Edit: je parle français aussi, mais il faut vous dire que mon français est rouillé 😅
How did you learn French?
In school. Started in grade 4, then did late immersion starting in grade 7 and stuck with it through junior high and high school, took the DELF and got a nice scrap of paper saying I was bilingual. I have tried to keep it up with Duolingo, but it was way too repetitive for me. I basically just read the odd article or book in French now, or occasionally eavesdrop on people from Québec or New Brunswick when I go to the mall in the city.
Damn, the anglophones are learning English to eavesdrop on us! /s
Though that's interesting. For a lot of Quebecers, we expect classes of French taken in the rest of Canada to be kinda useless as most don't seem to be learning much of anything. Definitely cool that you're trying to keep it up!
I assume you're in Nova Scotia or somewhere around that area?
I mean it takes a minute to even register, like "oh hey, they're speaking French over there 👀"
Tl;dr for the following 1 a.m. ramble: most folks only take core French, so yeah, they don't learn a whole lot. Those of us who go through either early or late immersion generally get a much better handle on the language, but nothing to the extent of a native speaker.
At least in my experience (in NS, you guessed correctly), French class was always pretty easy for me, since it was a lot of learning rules and patterns and I thrived on that sort of thing. Having all the other classes be in French was the really beneficial part of it, in terms of language application. There's also the French school system in NS (conseil scolaire acadien provincial) that does French from either pre-school or grade primary. I guess I could've gone into that system since I'm Acadian, but the French school in my area was right in town, while my family was way the hell out between the suburbs and the sticks.
Based on what I've heard from some if my friends who took just core French, where there's only one French class and you only take it up to grade 10, that's where you often get a class full of kids who either don't care or who just don't quite have the knack for language acquisition. Most people take core French, so you're right that most people come out of school with pretty well nothing. I'd wager that it's similar in other provinces.
We all love 1AM ramble, it's pretty coherent though.
Some of my family origins are Acadian as well in the New Brunswick region (though far enough in the genealogy that I don't know anyone from there). Kinda interesting they use that ethnicity (I'm not really sure what to call it?) in the name of the French school system there.

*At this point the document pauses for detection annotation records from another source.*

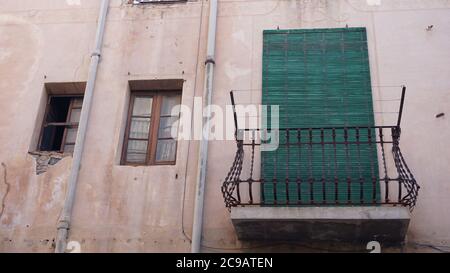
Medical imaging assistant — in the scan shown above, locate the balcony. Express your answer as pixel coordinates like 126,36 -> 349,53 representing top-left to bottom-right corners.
222,89 -> 419,245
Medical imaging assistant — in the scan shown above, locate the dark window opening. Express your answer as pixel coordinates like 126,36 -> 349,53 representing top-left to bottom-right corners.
39,96 -> 83,153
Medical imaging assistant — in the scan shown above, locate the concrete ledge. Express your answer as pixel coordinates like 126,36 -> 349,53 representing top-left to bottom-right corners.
231,207 -> 410,245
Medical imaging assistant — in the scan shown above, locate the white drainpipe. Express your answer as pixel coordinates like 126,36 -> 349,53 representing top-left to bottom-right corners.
55,0 -> 109,253
191,0 -> 217,253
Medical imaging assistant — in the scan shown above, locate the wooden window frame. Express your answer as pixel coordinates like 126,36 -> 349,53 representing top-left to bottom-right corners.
37,94 -> 84,153
120,90 -> 181,167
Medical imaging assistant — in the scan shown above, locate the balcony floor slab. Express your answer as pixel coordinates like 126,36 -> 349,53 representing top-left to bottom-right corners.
231,206 -> 410,245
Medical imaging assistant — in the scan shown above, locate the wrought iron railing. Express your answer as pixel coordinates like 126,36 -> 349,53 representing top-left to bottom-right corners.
222,89 -> 420,210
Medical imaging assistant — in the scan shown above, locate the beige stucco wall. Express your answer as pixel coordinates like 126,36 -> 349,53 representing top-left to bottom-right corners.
0,0 -> 450,252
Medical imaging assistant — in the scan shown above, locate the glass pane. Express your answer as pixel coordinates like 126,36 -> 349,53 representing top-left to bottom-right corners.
133,97 -> 153,117
69,109 -> 81,122
156,139 -> 177,162
130,118 -> 150,139
72,98 -> 83,108
161,95 -> 181,116
127,140 -> 148,163
64,144 -> 75,153
66,128 -> 78,143
158,117 -> 179,139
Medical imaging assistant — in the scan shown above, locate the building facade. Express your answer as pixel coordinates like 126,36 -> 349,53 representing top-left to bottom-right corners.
0,0 -> 450,252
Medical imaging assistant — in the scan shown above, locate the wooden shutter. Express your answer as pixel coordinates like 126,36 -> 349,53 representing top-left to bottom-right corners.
261,28 -> 379,205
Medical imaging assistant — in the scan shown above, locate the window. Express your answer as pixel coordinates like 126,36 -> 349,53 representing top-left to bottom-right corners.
39,95 -> 83,153
122,91 -> 181,165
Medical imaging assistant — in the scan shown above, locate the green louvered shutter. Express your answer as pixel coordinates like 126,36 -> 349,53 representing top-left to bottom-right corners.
261,28 -> 380,205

I kinda would've expected government offices to avoid using the term after the huge deportations.
It makes sense that a lot of students don't bother with French outside of Quebec honestly. Unless they want to get into Federal politics or get a job in a federal office, they likely will never need it. It's my understanding there's still some small communities of French people in some provinces though so I guess that explains why there are French school systems, kinda out of obligation because of the law on the official languages of Canada?

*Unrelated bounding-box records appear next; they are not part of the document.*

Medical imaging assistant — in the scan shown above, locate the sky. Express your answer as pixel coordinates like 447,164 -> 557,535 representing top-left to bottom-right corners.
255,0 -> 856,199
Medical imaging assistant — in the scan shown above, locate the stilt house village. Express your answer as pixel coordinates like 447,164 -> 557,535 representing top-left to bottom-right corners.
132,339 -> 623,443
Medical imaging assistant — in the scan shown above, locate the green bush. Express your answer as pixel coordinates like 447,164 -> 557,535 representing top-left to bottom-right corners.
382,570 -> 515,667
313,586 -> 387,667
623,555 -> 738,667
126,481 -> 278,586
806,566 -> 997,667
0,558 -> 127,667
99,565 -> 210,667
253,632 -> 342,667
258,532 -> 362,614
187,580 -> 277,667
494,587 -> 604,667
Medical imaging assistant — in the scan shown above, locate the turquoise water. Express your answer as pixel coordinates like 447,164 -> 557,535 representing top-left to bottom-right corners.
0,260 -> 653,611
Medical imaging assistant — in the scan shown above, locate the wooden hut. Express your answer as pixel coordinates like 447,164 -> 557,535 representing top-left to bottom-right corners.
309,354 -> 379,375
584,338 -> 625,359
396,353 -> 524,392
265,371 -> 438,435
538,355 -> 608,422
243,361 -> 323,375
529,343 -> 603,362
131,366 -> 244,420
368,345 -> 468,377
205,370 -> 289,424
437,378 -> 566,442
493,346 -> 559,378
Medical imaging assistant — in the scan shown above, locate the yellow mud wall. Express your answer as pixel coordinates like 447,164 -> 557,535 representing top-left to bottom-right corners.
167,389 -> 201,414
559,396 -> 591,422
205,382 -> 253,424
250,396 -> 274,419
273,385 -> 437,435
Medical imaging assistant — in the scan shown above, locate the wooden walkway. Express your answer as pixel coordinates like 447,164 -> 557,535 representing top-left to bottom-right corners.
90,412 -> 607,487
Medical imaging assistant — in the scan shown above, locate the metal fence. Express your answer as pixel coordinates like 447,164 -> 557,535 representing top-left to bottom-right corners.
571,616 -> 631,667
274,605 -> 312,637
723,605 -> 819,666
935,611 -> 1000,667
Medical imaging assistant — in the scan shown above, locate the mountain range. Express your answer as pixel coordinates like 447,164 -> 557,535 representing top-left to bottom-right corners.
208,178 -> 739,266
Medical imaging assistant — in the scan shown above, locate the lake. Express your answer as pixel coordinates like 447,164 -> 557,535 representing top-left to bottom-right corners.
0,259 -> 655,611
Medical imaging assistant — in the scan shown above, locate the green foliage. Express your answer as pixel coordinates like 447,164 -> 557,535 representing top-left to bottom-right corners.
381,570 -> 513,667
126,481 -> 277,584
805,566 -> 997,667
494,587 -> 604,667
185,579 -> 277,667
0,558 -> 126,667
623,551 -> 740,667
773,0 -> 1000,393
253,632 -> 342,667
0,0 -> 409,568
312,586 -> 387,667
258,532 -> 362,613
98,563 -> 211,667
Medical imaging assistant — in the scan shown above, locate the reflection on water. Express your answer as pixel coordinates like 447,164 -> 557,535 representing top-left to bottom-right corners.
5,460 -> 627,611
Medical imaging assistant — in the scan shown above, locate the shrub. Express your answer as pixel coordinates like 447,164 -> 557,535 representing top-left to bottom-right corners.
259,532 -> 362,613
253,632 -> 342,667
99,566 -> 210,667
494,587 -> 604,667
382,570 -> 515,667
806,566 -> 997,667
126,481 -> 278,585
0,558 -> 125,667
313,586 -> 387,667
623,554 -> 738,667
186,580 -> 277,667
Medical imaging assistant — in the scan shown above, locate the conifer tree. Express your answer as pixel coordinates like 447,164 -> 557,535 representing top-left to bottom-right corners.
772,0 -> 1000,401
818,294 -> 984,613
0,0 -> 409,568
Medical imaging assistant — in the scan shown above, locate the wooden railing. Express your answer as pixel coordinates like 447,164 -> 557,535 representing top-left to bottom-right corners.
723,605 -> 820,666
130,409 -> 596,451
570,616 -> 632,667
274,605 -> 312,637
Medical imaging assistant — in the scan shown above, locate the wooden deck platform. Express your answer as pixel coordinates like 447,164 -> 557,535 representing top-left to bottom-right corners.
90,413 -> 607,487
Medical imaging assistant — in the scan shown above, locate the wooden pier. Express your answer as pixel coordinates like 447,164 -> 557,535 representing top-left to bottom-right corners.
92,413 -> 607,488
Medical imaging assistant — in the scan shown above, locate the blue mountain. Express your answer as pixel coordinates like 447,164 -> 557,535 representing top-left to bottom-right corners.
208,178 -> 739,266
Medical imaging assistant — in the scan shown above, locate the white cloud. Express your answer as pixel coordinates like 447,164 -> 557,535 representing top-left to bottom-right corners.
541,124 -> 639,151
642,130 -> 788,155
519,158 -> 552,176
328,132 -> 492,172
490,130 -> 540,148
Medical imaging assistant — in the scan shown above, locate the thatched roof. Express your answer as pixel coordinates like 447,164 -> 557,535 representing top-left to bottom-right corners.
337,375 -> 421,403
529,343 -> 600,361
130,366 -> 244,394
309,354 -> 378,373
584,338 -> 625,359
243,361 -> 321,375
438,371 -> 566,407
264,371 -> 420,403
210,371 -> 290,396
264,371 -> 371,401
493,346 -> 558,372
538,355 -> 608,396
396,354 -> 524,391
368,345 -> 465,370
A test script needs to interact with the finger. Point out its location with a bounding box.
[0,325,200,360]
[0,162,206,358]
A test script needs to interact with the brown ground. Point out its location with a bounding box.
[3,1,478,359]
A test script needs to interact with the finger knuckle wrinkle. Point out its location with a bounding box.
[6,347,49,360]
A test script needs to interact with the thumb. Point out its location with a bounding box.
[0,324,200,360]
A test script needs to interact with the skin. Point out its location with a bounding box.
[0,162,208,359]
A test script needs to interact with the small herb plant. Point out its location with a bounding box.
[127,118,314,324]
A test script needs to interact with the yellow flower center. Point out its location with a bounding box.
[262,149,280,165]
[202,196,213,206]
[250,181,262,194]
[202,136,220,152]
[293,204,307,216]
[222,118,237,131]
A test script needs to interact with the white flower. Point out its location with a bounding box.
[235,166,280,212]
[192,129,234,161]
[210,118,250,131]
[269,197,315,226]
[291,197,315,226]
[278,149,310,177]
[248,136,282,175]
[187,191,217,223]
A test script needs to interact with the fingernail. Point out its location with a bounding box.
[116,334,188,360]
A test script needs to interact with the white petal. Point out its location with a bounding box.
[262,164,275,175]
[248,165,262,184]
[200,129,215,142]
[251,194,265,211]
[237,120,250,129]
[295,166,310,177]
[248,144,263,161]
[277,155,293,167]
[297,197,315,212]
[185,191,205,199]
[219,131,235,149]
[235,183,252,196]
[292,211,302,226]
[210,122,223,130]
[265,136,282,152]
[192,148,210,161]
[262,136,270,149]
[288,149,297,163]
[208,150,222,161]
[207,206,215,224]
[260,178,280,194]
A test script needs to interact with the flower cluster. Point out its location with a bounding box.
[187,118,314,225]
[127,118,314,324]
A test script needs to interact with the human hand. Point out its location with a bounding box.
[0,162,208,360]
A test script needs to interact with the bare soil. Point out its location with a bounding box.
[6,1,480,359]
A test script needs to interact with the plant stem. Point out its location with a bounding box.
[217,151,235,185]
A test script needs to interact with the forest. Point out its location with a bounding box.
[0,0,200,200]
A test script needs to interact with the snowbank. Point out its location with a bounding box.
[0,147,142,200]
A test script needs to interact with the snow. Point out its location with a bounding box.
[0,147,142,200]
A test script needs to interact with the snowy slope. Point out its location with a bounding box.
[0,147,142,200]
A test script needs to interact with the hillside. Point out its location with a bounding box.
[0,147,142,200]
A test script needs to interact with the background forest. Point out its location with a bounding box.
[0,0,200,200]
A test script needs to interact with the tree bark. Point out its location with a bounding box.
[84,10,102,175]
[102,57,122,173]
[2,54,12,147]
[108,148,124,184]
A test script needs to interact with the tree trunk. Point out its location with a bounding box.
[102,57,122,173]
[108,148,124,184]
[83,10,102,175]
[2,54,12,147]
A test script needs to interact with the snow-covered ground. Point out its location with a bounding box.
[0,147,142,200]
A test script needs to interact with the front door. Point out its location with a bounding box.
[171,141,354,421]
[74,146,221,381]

Here's their about page. I just kinda skimmed it. Seems to be open to any francophone in the province, as well as newcomers who either speak French or speak neither French nor English and exchange students who speak French.
I would say that it's because of the grand dérangement that the term acadien is used in the name, so that those who are still here have the right to education in French, not that one necessarily has to be Acadian to go to a CSAP school. There's also Mi'kmaq immersion in at least some of the schools on reservations, and I believe there's a Gaelic immersion school somewhere in Cape Breton. Pretty neat that there's this push for language/cultural reclamation.
That makes sense.
Really surprising there's Gaelic immersion, I kinda assumed it was essentially no longer taught even in Ireland. Cool stuff!